La vraie vie, la vie enfin découverte et éclaircie, la seule vie par conséquent réellement vécue, c'est la littérature.



jeudi 9 mars 2017

Lorsque l’image apparaît il ne peut y avoir de silence, reprend-elle.

Antoine Volodine, Écrivains, 2010.

J’ai récemment relu Écrivains, car Volodine est un auteur que j’affectionne particulièrement. La preuve, je vous ai déjà parlé de ce livre, mais je recommence !

Sept portraits d’écrivains, tous les plus modestes les uns que les autres. D’ailleurs plus que des écrivains, ce sont des gens qui écrivent ou qui parlent, qui se définissent par leur rapport aux mots, différents des autres, un rapport non utilitaire, à peine politique. Pas l’un d’eux n’effleure la figure de l’écrivain, telle que l’on peut vaguement l’imaginer. Ils vivent dans un monde tellement dégradé que ce goût pour les mots est la seule chose qui subsiste dans ces êtres. Ils n’ont aucun public, aucun lectorat, aucune reconnaissance, mais sont discrètement à part.

Leur respiration n’a plus servi qu’à assurer leur survie en tant que corps inutiles, disons en tant que poumons avec conscience, en tant que poumons bavards. Leur mémoire est devenue un recueil de rêves. Leurs marmonnements ont fini par façonner des livres collectifs et sans auteur clairement revendiqué. Ils se sont mis à ruminer sur les promesses non accomplies et ils ont inventé des mondes où l’échec était aussi systématique et cuisant que dans ce que vous appelez le monde réel.
E. Pignon-Ernest, Grenoble, 1976, dessin. M&M.

Celui qui a passé sa vie en prison et n’a publié que quelques titres que personne n’a lus.
Celle qui est en prison pour des meurtres politiques et qui parle des écrivains post-soviétiques aux morts et aux herbes folles.
Celui qui se souvient de ce long récit bourré de fautes tracé sur un protège-cahier d’enfant alors qu’il est battu à mort par deux fous furieux.
Une très amusante série de remerciements placés en tête de différents ouvrages.
Celui qui a construit l’œuvre le plus discret possible, mais comme un plan stratégiquement conçu.
Une femme qui est morte et qui fait un discours sur l’image.
Un homme qui raconte les purges staliniennes en s’adressant à des objets dépareillés.

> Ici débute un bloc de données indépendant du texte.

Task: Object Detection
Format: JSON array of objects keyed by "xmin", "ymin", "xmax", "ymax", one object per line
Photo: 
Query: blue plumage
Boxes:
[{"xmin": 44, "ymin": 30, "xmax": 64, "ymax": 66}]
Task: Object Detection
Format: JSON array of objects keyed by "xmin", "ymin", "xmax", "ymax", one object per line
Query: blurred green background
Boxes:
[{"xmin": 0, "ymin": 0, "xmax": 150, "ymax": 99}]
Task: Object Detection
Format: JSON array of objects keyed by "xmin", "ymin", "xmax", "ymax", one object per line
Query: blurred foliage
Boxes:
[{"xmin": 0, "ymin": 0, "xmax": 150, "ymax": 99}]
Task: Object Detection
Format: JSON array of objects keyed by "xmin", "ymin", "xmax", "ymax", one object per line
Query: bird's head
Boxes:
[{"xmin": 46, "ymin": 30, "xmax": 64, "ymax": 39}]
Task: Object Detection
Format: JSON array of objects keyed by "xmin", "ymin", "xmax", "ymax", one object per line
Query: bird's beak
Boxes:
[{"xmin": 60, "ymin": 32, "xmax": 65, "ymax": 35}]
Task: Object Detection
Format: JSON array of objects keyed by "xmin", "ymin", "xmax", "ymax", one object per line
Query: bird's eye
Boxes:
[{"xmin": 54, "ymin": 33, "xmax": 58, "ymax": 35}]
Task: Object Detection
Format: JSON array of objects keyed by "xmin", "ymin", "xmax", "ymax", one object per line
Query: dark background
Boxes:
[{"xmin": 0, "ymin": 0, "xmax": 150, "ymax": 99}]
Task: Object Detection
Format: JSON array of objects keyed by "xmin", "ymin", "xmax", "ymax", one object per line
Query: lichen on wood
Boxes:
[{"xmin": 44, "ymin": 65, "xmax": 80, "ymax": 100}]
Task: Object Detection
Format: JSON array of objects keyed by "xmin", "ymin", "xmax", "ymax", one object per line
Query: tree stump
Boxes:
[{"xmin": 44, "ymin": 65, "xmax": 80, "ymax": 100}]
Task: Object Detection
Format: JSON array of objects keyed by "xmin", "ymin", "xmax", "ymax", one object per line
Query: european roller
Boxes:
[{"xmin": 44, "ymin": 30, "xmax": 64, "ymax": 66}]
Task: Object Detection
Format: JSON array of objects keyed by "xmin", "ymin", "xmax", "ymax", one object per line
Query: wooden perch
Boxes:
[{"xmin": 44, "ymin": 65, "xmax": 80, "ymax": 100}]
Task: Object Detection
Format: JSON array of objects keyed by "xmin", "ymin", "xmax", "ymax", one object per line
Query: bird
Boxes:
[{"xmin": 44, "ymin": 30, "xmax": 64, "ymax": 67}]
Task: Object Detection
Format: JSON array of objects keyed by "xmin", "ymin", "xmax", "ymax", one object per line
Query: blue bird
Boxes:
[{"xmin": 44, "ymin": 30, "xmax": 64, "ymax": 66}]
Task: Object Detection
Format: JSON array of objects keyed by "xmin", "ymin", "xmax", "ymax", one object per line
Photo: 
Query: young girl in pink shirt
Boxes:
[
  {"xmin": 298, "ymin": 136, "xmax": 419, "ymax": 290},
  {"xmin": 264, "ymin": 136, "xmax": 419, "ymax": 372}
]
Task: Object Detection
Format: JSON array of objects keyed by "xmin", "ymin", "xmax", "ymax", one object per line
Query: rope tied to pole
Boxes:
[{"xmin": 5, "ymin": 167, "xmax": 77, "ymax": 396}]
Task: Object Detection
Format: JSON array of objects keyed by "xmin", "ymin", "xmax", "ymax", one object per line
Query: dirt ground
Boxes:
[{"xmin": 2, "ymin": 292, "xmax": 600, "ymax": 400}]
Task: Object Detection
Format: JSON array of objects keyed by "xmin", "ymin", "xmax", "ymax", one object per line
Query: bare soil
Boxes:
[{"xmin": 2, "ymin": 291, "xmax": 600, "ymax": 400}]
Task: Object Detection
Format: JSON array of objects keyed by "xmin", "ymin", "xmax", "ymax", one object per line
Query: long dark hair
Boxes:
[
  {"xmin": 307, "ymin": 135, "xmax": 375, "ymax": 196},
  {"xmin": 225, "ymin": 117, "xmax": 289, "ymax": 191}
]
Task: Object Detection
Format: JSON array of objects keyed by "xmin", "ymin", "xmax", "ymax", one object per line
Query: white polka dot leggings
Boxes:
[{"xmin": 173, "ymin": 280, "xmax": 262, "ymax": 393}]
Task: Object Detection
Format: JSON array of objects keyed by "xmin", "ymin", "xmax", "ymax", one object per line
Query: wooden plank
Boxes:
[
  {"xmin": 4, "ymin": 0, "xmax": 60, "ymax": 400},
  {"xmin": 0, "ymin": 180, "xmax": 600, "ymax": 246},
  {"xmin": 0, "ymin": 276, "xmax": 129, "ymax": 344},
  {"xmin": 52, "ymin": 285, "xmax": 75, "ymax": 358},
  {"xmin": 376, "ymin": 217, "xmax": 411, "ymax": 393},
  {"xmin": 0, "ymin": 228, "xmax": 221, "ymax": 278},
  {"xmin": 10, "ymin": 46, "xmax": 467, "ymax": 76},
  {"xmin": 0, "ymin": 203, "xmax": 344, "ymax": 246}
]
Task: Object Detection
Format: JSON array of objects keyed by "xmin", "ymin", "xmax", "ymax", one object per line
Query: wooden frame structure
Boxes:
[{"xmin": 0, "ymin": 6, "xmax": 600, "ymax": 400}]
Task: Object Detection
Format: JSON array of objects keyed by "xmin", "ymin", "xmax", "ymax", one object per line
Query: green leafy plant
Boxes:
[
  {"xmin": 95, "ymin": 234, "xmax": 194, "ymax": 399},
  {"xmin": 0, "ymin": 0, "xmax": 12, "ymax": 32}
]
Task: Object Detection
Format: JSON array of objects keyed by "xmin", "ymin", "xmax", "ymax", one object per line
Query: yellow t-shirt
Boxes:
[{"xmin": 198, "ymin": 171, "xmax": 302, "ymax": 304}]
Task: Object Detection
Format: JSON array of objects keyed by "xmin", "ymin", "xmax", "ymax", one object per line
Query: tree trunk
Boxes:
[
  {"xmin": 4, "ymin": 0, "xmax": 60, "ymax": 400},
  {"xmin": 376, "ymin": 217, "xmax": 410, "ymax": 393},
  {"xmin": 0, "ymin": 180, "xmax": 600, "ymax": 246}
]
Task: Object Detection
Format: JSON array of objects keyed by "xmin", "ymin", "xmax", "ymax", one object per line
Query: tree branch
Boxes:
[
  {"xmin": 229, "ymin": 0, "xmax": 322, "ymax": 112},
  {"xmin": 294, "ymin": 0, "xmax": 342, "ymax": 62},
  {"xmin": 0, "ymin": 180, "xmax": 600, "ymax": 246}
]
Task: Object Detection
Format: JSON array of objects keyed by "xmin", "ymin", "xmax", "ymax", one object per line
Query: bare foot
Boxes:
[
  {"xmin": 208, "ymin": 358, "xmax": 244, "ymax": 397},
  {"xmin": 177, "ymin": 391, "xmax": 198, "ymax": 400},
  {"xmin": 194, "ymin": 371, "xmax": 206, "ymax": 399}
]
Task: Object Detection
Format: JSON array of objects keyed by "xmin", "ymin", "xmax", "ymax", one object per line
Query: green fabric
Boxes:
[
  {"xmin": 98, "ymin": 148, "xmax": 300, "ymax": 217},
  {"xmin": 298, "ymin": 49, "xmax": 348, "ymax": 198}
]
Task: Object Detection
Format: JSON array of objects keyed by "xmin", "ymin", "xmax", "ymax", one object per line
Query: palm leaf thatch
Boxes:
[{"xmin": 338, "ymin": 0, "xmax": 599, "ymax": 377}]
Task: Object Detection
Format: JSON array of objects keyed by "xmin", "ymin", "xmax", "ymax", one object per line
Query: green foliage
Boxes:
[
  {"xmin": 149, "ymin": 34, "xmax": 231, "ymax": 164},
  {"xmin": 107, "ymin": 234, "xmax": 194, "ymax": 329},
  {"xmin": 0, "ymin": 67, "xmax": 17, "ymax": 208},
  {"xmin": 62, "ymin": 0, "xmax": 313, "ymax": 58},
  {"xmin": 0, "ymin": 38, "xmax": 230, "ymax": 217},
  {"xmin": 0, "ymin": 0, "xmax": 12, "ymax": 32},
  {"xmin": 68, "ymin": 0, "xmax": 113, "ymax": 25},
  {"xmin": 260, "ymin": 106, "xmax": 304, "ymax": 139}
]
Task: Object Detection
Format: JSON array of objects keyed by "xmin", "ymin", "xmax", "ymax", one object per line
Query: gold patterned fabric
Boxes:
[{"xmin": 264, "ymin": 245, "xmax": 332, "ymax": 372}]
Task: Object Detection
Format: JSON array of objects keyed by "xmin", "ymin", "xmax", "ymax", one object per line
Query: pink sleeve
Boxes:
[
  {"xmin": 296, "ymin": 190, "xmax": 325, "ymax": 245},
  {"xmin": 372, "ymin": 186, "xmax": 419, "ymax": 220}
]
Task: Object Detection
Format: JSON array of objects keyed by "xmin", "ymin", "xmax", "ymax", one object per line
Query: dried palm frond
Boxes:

Il se rappelle cette phrase et les images qui se bousculaient dans sa tête, et l’ivresse chaude qui coulait en lui à l’idée qu’il était en train d’écrire une histoire, d’écrire ce qu’il fallait et exactement comme il le fallait, il se rappelle cette satisfaction qui l’accompagnait alors que pourtant il écrivait laborieusement, sans fluidité parce que ses doigts ne maîtrisaient pas enccore les réflexes élémentaires et les codes…

Un très bel hommage aux écrivants.

Volodine sur le blog :




2 commentaires:

miriam a dit…

il faut vrament que je m'y mette et que je découvre Volodine

nathalie a dit…

C'est un auteur que j'aime vraiment beaucoup. Ceci dit, je ne sais pas si c'est une bonne idée de commencer par ce titre.